El ordenador consciente utilizó este acceso sin precedentes al núcleo de la información, aisló a Jerjes y se apoderó del planeta al instante. Para derrocar al Imperio Antiguo, Barbarroja había programado las máquinas pensantes con la posibilidad de ser agresivas, y así tener un incentivo para la conquista. Con su nuevo poder, la recién creada entidad, después de autobautizarse Omnius, conquistó a los titanes y tomó el mando, tanto de cimeks como de humanos, en teoría por su bien.

Agamenón se había maldecido por no vigilar con más constancia a Jerjes, y por no ejecutarle sumariamente cuando se conoció su negligencia.

La conquista se había esparcido como una reacción nuclear, antes de que los titanes pudieran avisarse entre sí.
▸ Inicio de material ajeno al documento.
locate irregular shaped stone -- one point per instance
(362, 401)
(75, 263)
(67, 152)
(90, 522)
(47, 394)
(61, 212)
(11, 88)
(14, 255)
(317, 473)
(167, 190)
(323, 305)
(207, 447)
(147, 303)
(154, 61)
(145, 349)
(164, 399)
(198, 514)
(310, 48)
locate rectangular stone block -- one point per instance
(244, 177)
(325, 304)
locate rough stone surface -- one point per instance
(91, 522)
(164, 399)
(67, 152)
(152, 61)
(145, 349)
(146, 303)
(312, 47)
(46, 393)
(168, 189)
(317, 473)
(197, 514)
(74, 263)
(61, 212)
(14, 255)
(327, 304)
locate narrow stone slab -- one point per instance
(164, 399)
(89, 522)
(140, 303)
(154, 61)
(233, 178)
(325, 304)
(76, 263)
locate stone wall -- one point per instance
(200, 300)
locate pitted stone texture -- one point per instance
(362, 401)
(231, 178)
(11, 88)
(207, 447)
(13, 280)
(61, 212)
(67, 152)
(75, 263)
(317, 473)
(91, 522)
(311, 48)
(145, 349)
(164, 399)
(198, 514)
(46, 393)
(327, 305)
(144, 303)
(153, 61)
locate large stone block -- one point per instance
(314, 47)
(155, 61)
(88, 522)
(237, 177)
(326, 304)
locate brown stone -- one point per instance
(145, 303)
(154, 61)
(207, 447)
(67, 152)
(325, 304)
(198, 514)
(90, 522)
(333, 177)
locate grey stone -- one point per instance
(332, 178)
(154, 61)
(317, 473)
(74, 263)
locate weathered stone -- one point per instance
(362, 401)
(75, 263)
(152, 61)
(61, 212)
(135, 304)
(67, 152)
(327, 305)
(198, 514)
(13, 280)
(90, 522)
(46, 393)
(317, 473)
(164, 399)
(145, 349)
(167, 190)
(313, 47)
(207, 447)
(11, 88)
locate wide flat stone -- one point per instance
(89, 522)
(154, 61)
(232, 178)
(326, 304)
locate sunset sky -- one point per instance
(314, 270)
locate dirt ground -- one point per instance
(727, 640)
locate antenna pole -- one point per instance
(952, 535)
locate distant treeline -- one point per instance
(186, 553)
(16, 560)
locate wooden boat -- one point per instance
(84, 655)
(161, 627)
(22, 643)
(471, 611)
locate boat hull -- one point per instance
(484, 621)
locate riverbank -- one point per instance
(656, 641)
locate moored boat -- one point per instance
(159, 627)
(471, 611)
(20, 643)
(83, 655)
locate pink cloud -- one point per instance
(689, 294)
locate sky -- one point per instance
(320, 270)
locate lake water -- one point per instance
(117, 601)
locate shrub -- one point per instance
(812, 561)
En un abrir y cerrar de ojos, los planetas dominados por los titanes se convirtieron en Planetas Sincronizados. Nuevas encarnaciones de la supermente brotaron como malas hierbas electrónicas, y el dominio de las máquinas pensantes fue una realidad.

Los sofisticados ordenadores habían descubierto ínfimos defectos en la programación de Barbarroja, lo cual les permitió poner trabas a los antiguos gobernantes. Todo porque Jerjes les había abierto la puerta. Un acto imperdonable, en opinión de Agamenón.

Las naves cimek dejaron atrás las estaciones orbitales, que estaban siendo atacadas con proyectiles explosivos por naves de guerra robóticas.

El planeta les aguardaba desprotegido, una bola gigantesca sembrada de nubes con continentes ennegrecidos, volcanes activos, mares ponzoñosos y exuberantes extensiones de selva púrpura y viviendas humanas.

—Buena suerte, amor mío —dijo la voz sensual de Juno por su frecuencia privada. Sus palabras provocaron un hormigueo en los contornos del cerebro de Agamenón.

—No necesito suerte, Juno. Necesito la victoria.

Cuando empezó el inesperado ataque, un puñado de naves de guerra y kindjals blindados despegaron del dosel selvático polimerizado para colaborar en la defensa espacial. Las plataformas orbitales ya estaban padeciendo graves daños.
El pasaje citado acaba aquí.